Saray iktidarı çevresinden isabetli bilgiler alabilen gazetecilerden birisi olan Yeniçağ Gazetesi yazarı Ahmet Takan “3600 ek gösterge damada takıldı”2 başlıklı yazısında, yukarıdaki bilgileri teyit edercesine şöyle dedi:
“Eğitim Bakanı Ziya Selçuk, Ekim ayında verdiği müjde haberi ile yanlış yaptı!.. Bence, Bakan bey, Cumhur Hükümeti (!) sistemini kavrayamamış. Bakanların bu sistemde figüran bürokrat rolünden öteye gidemeyeceği gerçeğinin herhalde farkında değil. Zaten yakın bir zamanda yapılacak kabine(de) değişikliği ile ilgili dedikodularda da adı geçiyor.”

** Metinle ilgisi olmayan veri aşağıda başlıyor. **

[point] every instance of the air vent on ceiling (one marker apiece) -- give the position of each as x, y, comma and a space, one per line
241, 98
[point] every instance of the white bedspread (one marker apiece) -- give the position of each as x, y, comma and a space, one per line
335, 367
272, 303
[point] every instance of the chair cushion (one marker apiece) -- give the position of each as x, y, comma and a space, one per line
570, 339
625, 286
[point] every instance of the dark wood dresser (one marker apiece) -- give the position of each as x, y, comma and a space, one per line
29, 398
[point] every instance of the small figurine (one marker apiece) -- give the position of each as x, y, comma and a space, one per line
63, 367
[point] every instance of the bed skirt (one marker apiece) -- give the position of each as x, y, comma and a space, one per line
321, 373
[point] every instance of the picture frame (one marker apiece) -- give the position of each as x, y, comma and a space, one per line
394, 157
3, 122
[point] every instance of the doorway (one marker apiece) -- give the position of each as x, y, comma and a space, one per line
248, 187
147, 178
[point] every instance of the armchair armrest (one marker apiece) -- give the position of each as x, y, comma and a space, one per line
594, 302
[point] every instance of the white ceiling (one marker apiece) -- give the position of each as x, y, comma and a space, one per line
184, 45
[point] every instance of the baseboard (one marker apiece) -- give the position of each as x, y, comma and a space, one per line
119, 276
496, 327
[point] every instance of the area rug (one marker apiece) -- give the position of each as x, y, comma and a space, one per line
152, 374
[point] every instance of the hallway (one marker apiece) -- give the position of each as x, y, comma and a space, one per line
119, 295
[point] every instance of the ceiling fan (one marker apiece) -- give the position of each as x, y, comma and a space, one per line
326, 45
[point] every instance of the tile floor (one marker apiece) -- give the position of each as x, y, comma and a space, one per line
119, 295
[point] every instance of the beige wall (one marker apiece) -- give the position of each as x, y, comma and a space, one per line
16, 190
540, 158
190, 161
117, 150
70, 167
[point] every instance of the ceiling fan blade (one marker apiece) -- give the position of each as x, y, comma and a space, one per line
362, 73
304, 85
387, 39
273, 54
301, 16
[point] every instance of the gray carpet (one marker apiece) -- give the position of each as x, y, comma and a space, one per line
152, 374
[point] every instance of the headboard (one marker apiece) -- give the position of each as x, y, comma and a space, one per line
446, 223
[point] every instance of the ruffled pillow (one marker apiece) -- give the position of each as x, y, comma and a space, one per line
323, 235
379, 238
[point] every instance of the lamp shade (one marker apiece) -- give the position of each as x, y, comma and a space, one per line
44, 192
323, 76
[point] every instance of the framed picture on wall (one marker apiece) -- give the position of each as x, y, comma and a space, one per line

Odatv’de “Erdoğan mı Ziya Selçuk mu yalan söylüyor” başlığıyla yayınlanan, “ Ziya Selçuk’un sözünün hükmü ya da 3600 konusunda kim yalan söylüyor?”3 diye sorduğumuz 25 Kasım tarihli yazıda ise Bakanın verdiği sözlerle, o makama neden getirildiğini, o makamın kendisine hangi amaçla lütfedildiğini unutmuş olduğu tespitinde bulunarak şöyle demiştik:
“Hem Ziya Selçuk hem de tüm eğitim camiası ve Türkiye öğrendi ki bakanın ağzından çıkan bir söz, ona o makamı ve statüyü lütfedenlerin mührü vurulmadığı sürece hükümsüzdür. Çünkü Ziya Selçuk, o makama, bakanlık koltuğuna, herhangi bir konuda icraatta bulunsun, başta öğretmenler olmak üzere, kendi personeline sözler versin ve yerine getirsin diye oturtulmamıştır. Aksine kabinenin imajı açısından, yalnızca izin verildiği kadarını yapsın ve kamuoyunda temsil görevinin gereği olarak rolünü oynasın diye getirilmiştir.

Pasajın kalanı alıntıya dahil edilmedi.